Greets,
The VTable-based method dispatch system devised for Lucy is much, much
faster than the hash-based dispatch systems typical of dynamic
languages. However, since it is a parallel system, overriding an
internal Lucy method using the host language's native OO mechanism
presents problems.
* How do we design a generic callback mechanism for invoking
object methods which is portable across multiple host environments?
* How does Lucy know that the user wants to override a method?
* Will the native method prove unacceptably slow for inner loop code?
We can't do anything about the last problem, but it only affects
performance-critical inner loops, and even then a system that doesn't
scale well may still be useful for smaller collections or rapid
prototyping. As for the first two problems, I believe I have at least
partial solutions devised.
If we implement Lucy-level abstract methods as functions which call
back to the host language using instance-method semantics, then Lucy
will "see" the correct method even if it has been overridden multiple
times at the host-language level.
/* Create the appropriate wrapper around [self], call "get_doc_num"
* on the wrapper, convert the callback's return value to an integer,
* and return that integer to the C-level invocant.
*/
u32_t
Scorer_get_doc_num(Scorer *self)
{
return Native_callback_i(self, "get_doc_num", 0);
}
I'm using this technique all over KinoSearch and it has proven quite
successful. For instance, Scorer is spec'd out at the C level, but
I've been able to build a pure-Perl MockScorer subclass, and a user
has even released a pure-Perl WildCardQuery implementation to CPAN.
Abstract callbacks require a couple of tricks, and they aren't perfect.
First... the callback technique works fine when you are invoking the
method from inside the Lucy C core, but... What if you want to invoke
a method via the host language that *should* have been overridden, but
might not have been? You can end up in an infinite loop with the
callback invoking the binding invoking the callback and so on.

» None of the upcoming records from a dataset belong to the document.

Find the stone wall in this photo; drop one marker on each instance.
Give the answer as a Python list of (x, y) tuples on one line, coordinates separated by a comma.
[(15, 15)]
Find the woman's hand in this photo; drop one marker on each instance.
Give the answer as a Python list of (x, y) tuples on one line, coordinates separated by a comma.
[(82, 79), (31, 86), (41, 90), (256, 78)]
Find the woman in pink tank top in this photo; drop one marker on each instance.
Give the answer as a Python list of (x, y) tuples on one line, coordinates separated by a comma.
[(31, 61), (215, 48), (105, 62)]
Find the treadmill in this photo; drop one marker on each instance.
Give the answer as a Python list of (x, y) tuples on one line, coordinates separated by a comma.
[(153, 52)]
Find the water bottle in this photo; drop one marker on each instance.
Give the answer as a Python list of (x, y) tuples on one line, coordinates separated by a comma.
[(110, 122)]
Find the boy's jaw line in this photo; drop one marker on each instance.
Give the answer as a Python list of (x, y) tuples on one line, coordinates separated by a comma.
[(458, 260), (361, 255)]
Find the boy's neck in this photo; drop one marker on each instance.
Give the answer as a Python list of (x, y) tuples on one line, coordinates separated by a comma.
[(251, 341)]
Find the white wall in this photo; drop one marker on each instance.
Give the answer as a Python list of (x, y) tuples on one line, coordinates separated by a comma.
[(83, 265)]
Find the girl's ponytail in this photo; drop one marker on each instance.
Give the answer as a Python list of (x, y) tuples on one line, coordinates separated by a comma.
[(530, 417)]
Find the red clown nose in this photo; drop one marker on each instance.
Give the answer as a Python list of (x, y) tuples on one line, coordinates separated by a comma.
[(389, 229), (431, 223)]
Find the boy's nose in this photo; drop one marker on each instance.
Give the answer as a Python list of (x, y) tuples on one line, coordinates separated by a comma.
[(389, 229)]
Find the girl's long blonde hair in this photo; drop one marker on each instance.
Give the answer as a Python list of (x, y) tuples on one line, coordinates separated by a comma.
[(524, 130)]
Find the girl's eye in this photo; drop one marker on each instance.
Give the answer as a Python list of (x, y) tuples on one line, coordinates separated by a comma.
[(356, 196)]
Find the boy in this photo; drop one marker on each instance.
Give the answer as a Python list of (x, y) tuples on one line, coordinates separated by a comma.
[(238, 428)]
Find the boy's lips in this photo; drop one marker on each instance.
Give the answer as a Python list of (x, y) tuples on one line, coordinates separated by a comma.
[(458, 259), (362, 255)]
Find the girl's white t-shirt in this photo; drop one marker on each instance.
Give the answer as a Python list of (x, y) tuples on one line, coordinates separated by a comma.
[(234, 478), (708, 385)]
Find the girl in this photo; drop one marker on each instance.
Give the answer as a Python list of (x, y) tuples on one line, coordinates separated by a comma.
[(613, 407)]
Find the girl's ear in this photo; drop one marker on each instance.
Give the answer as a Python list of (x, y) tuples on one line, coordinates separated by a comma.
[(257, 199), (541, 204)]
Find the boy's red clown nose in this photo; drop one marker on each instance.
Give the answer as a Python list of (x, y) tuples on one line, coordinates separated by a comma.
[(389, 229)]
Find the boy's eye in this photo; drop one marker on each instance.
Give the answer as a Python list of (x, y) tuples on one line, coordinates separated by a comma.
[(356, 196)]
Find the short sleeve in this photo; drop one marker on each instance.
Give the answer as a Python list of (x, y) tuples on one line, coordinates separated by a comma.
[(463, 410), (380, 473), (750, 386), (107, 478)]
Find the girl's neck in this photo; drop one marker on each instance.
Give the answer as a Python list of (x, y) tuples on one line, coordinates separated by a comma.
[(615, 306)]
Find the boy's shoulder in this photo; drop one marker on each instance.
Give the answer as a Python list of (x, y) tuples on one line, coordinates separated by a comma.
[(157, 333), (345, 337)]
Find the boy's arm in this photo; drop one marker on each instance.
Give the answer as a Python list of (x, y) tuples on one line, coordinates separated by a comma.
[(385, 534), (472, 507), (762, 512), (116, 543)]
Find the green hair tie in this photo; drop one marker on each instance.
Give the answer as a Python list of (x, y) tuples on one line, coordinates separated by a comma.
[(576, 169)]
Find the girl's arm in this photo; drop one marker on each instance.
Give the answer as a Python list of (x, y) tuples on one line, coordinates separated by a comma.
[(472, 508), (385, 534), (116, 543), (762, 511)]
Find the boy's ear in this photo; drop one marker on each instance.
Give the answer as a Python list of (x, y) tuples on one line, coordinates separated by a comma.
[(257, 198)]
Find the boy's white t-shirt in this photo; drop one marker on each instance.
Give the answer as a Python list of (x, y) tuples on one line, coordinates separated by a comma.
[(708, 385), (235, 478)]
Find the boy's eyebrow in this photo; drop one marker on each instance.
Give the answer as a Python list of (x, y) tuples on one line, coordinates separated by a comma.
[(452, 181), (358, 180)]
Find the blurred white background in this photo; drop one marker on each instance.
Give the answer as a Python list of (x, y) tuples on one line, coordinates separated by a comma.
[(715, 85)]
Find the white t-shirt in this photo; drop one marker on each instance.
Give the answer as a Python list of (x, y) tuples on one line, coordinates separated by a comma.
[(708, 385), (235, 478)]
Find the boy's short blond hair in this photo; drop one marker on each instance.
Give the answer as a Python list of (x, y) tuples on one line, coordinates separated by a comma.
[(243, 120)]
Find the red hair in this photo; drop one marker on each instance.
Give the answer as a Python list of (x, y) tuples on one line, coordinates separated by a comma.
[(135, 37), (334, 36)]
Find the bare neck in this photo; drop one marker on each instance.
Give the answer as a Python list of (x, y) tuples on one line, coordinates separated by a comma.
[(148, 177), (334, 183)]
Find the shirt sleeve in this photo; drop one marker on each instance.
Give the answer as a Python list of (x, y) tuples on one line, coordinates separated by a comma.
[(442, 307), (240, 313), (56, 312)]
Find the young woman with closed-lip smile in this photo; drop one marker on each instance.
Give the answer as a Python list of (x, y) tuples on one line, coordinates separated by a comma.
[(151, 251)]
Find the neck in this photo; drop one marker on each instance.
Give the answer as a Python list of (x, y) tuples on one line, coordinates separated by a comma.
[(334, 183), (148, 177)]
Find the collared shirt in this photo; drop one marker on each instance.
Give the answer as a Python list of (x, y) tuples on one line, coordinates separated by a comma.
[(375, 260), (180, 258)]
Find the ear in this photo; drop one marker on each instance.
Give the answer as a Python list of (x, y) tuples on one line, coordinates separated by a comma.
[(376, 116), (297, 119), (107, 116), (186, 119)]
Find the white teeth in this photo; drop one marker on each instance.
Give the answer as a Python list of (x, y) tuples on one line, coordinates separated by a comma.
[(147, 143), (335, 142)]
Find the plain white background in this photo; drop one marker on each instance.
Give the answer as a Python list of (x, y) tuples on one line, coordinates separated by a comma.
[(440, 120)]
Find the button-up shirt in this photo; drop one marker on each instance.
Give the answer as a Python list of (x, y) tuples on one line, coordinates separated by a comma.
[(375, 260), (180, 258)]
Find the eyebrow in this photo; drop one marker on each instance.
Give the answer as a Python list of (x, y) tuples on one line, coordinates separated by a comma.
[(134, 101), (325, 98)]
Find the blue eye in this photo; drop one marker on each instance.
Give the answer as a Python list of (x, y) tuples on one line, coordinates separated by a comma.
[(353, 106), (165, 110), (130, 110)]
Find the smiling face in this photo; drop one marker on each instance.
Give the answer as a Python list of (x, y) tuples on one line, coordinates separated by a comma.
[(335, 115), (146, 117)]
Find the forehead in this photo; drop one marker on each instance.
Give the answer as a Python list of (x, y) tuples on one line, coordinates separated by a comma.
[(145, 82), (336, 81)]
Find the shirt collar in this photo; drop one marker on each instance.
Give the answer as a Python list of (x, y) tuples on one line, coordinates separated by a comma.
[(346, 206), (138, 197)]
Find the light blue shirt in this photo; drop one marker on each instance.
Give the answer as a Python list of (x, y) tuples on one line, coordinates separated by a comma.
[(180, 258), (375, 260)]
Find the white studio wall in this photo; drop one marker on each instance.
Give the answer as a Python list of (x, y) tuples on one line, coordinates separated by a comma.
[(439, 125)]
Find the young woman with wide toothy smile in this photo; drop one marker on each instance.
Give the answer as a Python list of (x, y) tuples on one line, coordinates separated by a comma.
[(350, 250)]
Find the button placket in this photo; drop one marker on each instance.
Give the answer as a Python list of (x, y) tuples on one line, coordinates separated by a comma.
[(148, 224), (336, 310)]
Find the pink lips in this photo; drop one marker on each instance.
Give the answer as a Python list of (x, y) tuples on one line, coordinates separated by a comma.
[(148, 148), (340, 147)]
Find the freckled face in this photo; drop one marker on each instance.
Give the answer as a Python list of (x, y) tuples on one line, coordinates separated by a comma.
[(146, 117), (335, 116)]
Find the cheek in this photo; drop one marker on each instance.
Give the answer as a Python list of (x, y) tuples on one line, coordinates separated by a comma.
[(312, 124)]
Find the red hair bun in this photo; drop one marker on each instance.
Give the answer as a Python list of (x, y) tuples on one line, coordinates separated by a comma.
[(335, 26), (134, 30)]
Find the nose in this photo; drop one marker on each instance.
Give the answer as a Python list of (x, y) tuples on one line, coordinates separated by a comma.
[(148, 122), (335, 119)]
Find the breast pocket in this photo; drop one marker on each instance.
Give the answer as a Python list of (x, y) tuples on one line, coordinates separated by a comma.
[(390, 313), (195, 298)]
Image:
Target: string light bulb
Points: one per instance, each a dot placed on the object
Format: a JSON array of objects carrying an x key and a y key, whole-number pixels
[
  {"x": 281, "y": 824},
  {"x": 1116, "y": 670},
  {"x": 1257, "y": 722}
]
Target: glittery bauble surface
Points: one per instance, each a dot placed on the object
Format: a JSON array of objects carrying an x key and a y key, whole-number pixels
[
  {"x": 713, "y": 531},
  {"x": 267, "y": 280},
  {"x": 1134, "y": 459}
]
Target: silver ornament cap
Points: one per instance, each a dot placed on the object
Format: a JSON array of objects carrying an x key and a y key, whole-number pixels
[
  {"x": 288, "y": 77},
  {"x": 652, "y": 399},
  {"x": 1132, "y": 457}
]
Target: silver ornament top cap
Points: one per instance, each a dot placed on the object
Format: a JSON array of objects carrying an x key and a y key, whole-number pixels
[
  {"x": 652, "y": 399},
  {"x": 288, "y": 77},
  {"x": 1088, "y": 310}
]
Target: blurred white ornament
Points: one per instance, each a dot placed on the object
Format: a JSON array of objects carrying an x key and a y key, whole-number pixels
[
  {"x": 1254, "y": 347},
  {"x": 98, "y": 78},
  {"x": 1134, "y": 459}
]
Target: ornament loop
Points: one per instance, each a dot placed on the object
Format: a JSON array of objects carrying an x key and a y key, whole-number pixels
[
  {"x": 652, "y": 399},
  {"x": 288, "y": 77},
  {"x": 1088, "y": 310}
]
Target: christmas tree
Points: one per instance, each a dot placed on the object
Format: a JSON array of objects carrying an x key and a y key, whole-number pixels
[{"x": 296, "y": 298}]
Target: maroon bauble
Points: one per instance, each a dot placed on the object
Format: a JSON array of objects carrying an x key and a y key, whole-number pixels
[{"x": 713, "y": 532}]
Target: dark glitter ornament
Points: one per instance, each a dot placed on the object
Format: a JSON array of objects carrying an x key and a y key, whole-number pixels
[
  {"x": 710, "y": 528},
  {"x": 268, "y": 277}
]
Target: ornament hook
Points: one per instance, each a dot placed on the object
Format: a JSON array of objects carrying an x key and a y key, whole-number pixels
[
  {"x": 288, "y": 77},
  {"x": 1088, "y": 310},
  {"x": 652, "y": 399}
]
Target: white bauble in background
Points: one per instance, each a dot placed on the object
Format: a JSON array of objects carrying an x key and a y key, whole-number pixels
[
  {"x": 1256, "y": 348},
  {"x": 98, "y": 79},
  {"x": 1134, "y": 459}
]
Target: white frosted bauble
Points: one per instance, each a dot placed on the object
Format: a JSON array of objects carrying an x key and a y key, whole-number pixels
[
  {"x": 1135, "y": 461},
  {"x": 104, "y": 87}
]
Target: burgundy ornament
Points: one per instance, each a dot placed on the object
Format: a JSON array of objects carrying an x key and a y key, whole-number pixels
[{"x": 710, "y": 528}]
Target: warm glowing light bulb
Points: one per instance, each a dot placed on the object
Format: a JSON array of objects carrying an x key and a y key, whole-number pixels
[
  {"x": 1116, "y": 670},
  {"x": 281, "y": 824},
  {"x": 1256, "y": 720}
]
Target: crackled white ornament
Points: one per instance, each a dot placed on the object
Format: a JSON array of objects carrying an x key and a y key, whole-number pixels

The solution is to insert an ABSTRACT_METHOD_CHECK in the binding code
before the vtable-method invocation. The test assesses whether the
function pointer in the vtable matches the address of the original
implementing function.
* If it matches, we'll get an infinite loop, so throw an error.
* If it doesn't match, then the method has been overridden at
the C level and it's safe to invoke.
* If the method was overridden at the host-language level... well,
this scenario never comes into play, because the original
binding calling into C has been overridden.
Second... there are a lot of details about how you implement various
Native_callback_xxxxx functions to handle different kinds of
arguments... but we'll save that for another post.
Third... Say that you want to subclass not Scorer, but *TermScorer*,
and you try to override TermScorer_Get_Doc_Num() via the host-language
OO mechanism. The problem is that the function pointer in
TermScorer's VTable for Get_Doc_Num doesn't call back to the host
language -- so it never finds out that you've tried to override it.
You'll get the native override when invoking from the host language,
but not when invoking from within the library via the VTable.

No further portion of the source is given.